At its zenith, in 1996, Friends attracted 52.9 million viewers for one episode. For context, that is akin to the entire population of Colombia stopping simultaneously to watch a television show. Certainly, the thought of so many people coming together at exactly the same time to watch – and enjoy – exactly the same show now seems preposterous. In this epoch of on-demand streaming and round-the-clock catchup services, gigantic live audiences are a thing of the past. Getting that many people to do anything at once these days is virtually impossible, let alone using a 23-minute sitcom as the only enticement. Yet such was the scope and scale of Friends, its eminence unlikely to be trumped in our lifetimes.
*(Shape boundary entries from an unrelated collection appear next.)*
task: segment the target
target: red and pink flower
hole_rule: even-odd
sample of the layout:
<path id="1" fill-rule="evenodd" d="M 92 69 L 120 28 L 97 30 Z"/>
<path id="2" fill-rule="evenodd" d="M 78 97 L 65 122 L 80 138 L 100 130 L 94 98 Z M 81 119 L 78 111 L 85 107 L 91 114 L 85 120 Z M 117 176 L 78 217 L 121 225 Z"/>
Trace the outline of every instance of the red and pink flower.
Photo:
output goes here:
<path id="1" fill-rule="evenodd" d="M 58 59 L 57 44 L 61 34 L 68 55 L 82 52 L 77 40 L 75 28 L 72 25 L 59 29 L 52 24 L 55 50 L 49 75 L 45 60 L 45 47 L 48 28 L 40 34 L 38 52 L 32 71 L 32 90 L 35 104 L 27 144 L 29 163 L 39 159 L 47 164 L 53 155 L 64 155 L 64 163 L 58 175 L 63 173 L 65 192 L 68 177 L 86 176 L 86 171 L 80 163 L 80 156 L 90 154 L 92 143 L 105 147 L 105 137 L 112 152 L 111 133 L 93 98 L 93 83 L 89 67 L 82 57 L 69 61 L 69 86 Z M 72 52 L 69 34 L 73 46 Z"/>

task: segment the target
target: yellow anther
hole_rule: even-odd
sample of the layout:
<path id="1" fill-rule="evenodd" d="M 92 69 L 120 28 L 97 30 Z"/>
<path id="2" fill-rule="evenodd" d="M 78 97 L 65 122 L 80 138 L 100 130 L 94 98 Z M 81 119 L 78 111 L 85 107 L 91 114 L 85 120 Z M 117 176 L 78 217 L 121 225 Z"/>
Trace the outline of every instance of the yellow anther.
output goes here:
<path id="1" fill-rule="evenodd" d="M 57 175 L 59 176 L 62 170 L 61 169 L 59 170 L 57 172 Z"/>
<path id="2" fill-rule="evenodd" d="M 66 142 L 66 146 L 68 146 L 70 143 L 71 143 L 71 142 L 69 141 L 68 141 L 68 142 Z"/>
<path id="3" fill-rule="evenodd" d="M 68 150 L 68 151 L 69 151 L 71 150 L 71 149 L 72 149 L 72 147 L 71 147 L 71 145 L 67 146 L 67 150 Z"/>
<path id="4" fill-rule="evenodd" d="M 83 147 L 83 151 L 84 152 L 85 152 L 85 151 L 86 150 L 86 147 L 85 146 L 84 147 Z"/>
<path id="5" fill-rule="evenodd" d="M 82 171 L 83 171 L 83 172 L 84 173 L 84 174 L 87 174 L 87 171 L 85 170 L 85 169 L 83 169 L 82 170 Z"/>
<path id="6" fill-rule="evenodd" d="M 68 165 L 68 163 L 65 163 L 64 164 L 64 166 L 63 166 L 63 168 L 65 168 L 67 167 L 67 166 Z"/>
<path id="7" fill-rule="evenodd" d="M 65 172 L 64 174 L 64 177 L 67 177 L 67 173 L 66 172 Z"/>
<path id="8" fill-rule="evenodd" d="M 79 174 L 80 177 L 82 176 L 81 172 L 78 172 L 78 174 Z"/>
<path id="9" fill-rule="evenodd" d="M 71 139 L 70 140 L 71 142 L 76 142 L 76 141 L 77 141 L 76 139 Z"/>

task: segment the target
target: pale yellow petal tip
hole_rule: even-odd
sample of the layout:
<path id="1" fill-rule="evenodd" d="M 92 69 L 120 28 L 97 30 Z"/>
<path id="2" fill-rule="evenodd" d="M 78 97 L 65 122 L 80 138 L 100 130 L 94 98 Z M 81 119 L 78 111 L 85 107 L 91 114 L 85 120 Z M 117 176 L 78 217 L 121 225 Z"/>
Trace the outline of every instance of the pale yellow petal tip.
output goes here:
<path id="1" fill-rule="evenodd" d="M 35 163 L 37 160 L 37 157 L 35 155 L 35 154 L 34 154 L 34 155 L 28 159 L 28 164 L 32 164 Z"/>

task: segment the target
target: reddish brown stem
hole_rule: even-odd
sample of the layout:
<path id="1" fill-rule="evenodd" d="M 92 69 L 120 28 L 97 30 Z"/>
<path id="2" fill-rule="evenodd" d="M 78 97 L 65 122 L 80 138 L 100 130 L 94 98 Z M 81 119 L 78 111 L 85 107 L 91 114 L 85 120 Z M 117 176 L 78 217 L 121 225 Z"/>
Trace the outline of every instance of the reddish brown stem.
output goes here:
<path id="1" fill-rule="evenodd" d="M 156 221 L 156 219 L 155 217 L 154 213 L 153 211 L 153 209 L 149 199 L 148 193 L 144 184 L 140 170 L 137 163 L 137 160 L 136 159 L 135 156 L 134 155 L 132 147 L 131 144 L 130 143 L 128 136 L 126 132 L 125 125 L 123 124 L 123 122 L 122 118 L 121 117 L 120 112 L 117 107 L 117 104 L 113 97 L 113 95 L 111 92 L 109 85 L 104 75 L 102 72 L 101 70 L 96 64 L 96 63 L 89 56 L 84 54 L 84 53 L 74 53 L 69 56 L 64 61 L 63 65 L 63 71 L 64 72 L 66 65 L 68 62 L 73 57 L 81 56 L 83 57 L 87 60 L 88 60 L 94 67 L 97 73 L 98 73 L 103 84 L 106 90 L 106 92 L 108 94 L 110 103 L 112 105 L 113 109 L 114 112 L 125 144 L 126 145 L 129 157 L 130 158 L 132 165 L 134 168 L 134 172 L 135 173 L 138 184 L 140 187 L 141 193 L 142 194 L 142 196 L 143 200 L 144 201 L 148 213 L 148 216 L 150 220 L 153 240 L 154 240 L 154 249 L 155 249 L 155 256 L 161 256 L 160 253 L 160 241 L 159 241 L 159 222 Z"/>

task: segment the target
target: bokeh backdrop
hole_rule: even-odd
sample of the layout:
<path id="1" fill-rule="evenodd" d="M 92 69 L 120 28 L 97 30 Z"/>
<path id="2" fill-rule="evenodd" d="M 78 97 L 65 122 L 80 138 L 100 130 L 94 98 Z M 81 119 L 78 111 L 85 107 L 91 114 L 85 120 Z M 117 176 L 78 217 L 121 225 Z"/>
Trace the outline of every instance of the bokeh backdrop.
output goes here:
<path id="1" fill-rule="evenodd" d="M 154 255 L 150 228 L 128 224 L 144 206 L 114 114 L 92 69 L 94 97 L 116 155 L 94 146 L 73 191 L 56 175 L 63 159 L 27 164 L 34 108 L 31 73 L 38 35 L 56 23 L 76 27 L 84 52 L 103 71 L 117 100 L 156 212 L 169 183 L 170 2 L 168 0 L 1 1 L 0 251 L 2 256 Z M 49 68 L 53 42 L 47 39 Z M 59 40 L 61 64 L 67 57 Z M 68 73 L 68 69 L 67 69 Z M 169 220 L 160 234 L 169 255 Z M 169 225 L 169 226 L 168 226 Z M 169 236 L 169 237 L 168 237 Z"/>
Final thoughts on Friends in 2021 – a concise review

My televisual palate may not be the most diverse, but Patrycja and I found Friends to be an enjoyable part of our daily routine during the stresses of moving home and adjusting to the pandemic. Whereas once I never would have made time to sit down and watch a television show, entering that idealised world of caffeinated Manhattan became a comforting conclusion to each day. Regardless of what the critics say, that means something to me, and it will continue to do so.

Patrycja and I have tickets for FriendsFest in Manchester this summer, pandemic permitting, and that would have been highly unlikely less than six months ago. Back then, we never knew what all the fuss was about, questioning the passion of enthusiastic fans. Now, though, we are excited for our very own Friends experience, even if this brutal world can be cruel to such divergent tastes. You could call Friends our guilty pleasure, and that would probably be a fair summation. But we should never feel shame for enjoying a television show, regardless of what the mainstream says.